Ich bin froh darüber, daß ich nicht schon 1960 in diesem Hause war. 1960 wäre ich wahrscheinlich unglücklich darüber gewesen, daß ich diesen Antrag nicht durchgebracht hätte. Denn es hat immerhin bis 1999 gedauert, bis es zu einem solchen Antrag gekommen ist, der so harmlos dasteht und gegen den eigentlich kein Abgeordneter etwas haben kann, so, wie die Formulierung lautet – ich weiß nicht, was Sie an diesem Antrag gefunden haben –:

"... die historische Aufarbeitung der Verurteilungen von Österreichern durch die nationalsozialistische Militärgerichtsbarkeit einschließlich des Reichskriegsgerichtes Berlin, insbesondere nach der Kriegssonderstrafrechtsverordnung, zu veranlassen und zu fördern sowie nach Vorliegen der Forschungsergebnisse für die Herbeiführung von Gerichtsbeschlüssen im Sinne der § 4 des Aufhebungs- und Einstellungsgesetzes, StGBl. Nr. 48/1945, und nach Möglichkeit für die Verständigung der Hinterbliebenen hiervon zu sorgen."

Ich kann hier kein einziges Wort finden, das Ihre falsch verstandenen Schuldgefühle verletzen könnte oder das Ihre falsch verstandenen Rücksichtnahmen verletzen oder berühren könnte. Aber was ist der tiefe Hintergrund? Was ist diese psychologische Frage, die hier offensichtlich immer wieder aufrührt und die auch so viele Jahrzehnte nach dem Zweiten Weltkrieg, nach diesem verbrecherischen Krieg immer wieder aufrührt, immer wieder Wunden aufreißt?

Meine Damen und Herren! Ich lese Ihnen hier vor: Ein Deserteur hat bei der Fliegerabwehr gearbeitet – er war Flugmechaniker –, bevor er desertierte. Das geschah aus vielen Gründen. Es war nicht unbedingt Feigheit – wie hier von einigen immer leichtfertig unterstellt wird –, sondern es war eine Überlegung, die viele Hintergründe hatte.

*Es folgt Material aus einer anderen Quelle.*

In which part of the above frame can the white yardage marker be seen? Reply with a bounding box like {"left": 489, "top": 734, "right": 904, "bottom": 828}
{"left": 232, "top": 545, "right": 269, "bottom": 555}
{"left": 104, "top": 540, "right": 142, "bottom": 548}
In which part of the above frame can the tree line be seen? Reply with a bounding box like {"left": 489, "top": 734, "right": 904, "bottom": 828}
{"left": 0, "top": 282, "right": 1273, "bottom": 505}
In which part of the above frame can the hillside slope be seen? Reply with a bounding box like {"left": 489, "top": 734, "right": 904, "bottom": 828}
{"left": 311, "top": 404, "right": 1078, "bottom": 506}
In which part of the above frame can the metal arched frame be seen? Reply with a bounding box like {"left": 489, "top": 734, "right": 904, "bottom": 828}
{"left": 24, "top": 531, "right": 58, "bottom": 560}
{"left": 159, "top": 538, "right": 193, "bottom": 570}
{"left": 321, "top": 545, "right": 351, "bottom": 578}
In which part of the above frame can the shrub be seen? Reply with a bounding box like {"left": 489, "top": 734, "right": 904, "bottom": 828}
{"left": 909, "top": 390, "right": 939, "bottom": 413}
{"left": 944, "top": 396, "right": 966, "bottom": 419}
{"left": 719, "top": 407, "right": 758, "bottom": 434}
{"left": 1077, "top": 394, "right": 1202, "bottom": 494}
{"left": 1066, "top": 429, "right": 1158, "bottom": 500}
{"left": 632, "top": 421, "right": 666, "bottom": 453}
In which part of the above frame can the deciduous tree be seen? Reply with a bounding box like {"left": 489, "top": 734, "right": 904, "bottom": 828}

Nach 1945 vermied er es weitgehend – so berichtet er –, über seine Desertion zu sprechen: Nach dem Krieg natürlich auch schon leichte Kontaktstörungen gehabt; ich bin halt ein wenig durcheinandergekommen, habe nicht mehr wissen wollen von allem. Mein seelisches Gleichgewicht war einfach erschüttert nach allem, was ich da mitgemacht habe. In den achtziger Jahren und Anfang der neunziger Jahre erzählte ich mehrmals in Schulen von meinen Erlebnissen.

Seine Generation sprach ja lieber über die Greuel der russischen Kriegsgefangenschaft als über die eigene Mitschuld und über die eigene Verantwortung, die bei jedem einzelnen unterschiedlich war. Und er sagt dann: Ich habe die Tugend des Schweigens entwickelt.

Er hat später das Gefühl gehabt: Eigentlich habe ich wie ein Widerstandskämpfer gehandelt. Trotzdem waren die Sachen viel zuwenig überlegt, sage ich mir immer. Man hätte eigentlich mehr Anleitung gebraucht, irgendwelche Hinweise und Informationen. Daran hat es überall gemangelt. Trotz der Schwierigkeiten und Anfeindungen beziehungsweise des Nichtverständnisses im Nachkriegs-Österreich bereue ich das nicht, was ich getan habe – sagt er –, ich habe im großen und ganzen doch richtig gehandelt.